I am looking at the following sum $$ \sum c_1\wedge \cdots\wedge c_n $$ where the summation ranges over $c_1,\ldots,c_n$ such that each $c_i\in\{a,b\}$ and $a$ appears exactly $j$ times. Thus, using the definition of the exterior product, for such $c_i$'s one can always write $$ c_1\wedge \cdots \wedge c_n= \pm \;\underbrace{a\wedge\cdots\wedge a}_j\wedge \underbrace{b\wedge \cdots\wedge b}_{n-j}. $$
Is there an explicit formula for the choice of $+$ or $-$ ?
Is there a closed formula for ${\mathscr Coef}(n,j)$ defined by $$ \sum c_1\wedge \cdots\wedge c_n = {\mathscr Coef} (n,j) \; \underbrace{a\wedge\cdots\wedge a}_j\wedge \underbrace{b\wedge \cdots\wedge b}_{n-j}\qquad ? $$
I understand this problem as "you have an ordered configuration of $n$ marbles, each having color black or white, and exactly $j$ of these are black. What is the signature of the permutation required to order them as all the black marbles, and then all the white ones ? What is the sum of the signatures over all possible configurations ?" But I can't get really far. Thanks in advance.
What you are asking about seems to be the sum over all $j$ elements subsets$~S$ of $\{1,2,\ldots,n\}$ of $(-1)^{i(S)}$ where $i(S)$ counts the number of inversions in$~S$: pairs of an element present in$~S$ and a larger element absent from$~S$. Equivalently the permutations of $j$ copies of the symbol $1$ and $n-j$ copies of the symbol$~0$ counted by the parity of the occurrences of $1\,0$, in that order but no necessarily adjacent.
If $n$ is even, divide the string into $n/2$ substrings of length$~2$. If any of them has unequal digits, swap them to find a cancelling string with opposite parity. What remains is the strings built out of copies of $00$ and $11$. Since these always have an even number of digits $1$, the answer is $0$ when $n$ is even but $j$ is odd.
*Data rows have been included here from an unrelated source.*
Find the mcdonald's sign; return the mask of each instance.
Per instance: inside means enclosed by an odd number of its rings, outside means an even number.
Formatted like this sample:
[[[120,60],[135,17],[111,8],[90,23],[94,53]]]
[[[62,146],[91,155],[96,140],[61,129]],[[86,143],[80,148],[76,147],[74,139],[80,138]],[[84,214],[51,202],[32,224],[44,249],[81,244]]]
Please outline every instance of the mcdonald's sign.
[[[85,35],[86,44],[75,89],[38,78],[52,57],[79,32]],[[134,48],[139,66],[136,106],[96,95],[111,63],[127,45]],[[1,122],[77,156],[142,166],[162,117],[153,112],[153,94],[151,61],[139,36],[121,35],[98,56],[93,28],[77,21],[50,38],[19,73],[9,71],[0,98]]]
When both $n$ and $j$ are even, all remaining strings contribute $+1$, so the answer is $\binom{n/2}{j/2}$ for that case.
For $n$ odd, a simimlar argument shows the answer is $\binom{(n-1)/2}{\lfloor j/2\rfloor}$ (the last symbol must be chosen with the same parity as$~j$ to get any remaining contribution, and it is the same as what one gets without that symbol).